Può influire anche il cambio di modulo?
“Sinceramente non so, tutto può essere quando si parla di calcio. Però per esempio la sua partita contro la Juventus me la ricordo come una delle sue migliori, pur non avendo segnato ha dato un contributo fantastico, facendo pressing da solo su Pirlo per larghi tratti della partita. Se il modulo è cambiato e lui ne ha risentito durante la partita contro la Juve non mi è parso”.

Andato via Zeman è tornata la continuità di risultati. Vittoria anche tua, che hai sempre difeso questa rosa?
“Difendere la qualità della rosa non credo di averlo fatto solo io, un po’ tutti più o meno riconoscono che la Roma non fa certo difetto di qualità.
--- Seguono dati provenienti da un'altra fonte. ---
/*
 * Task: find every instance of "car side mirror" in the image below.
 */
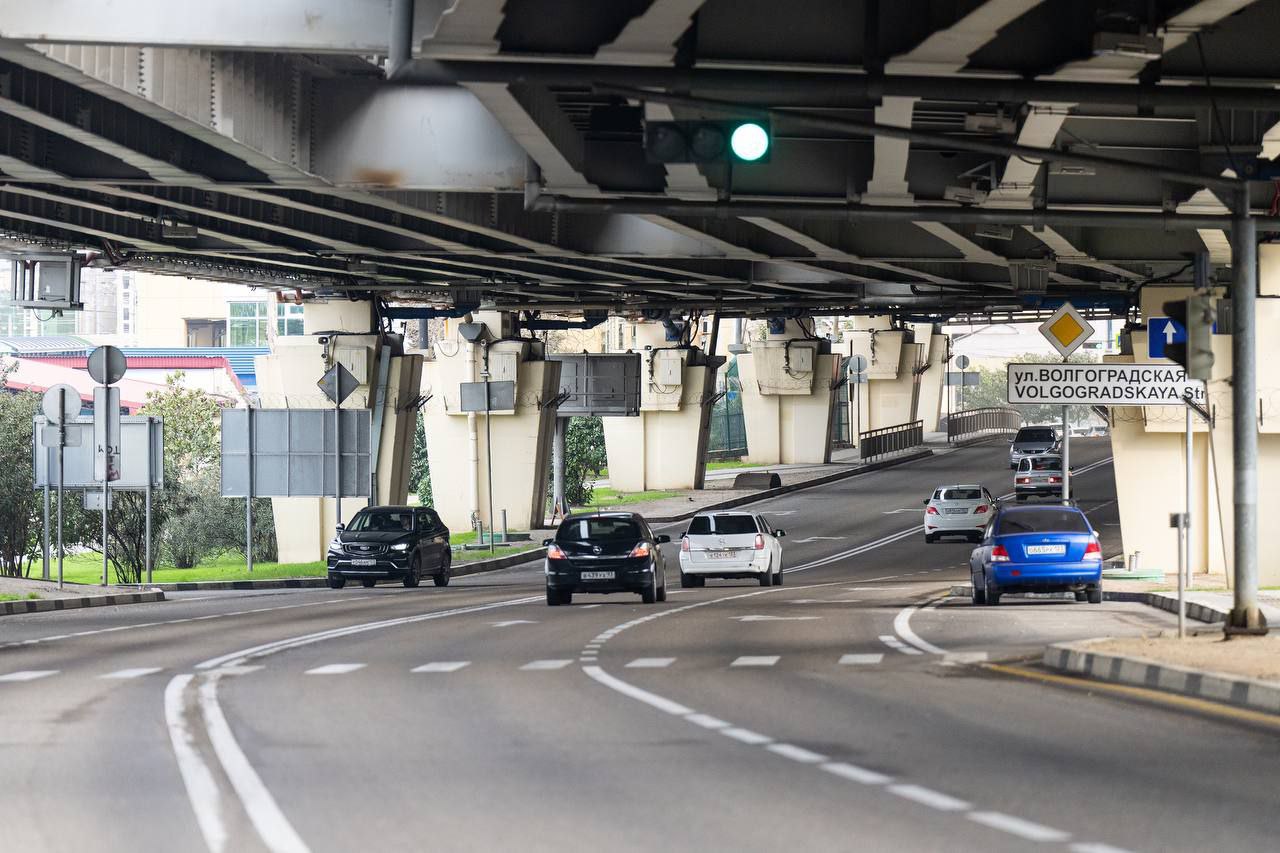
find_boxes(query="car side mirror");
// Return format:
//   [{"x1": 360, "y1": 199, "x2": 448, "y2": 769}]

Però parlre in questo modo dopo 3 vittorie consecutive, se perdessimo parleremmo in maniera diversa. E’ bene fare i conti a fine stagione. Allora tireremo le somme”.

A Totti serve un vostro aiutino per raggiungere Piola…
“Potreste voi di Sky darci un aumentino (sorride)”.

 

CASTAN A SKY

Torni dopo l’infortunio. Il pericolo numero 1 è Di Natale?
“Si è un giocatore bravo, troppo forte. Speriamo di vare un buon lavoro e vincere la gara”.

Tu come stai?
“Bene, è una settimana che mi alleno con la squadra e sto troppo bene. Spero di fare un buon lavoro oggi per dare allegria a tutti i tifosi”.

Settimana vissuta celebrando il record di Totti. Te lo aspettavi così?
No, lo avevo visto in Brasile, ma visto da qui è troppo forte: è un esempio per tutti e spero di aiutarlo a centrare altri record.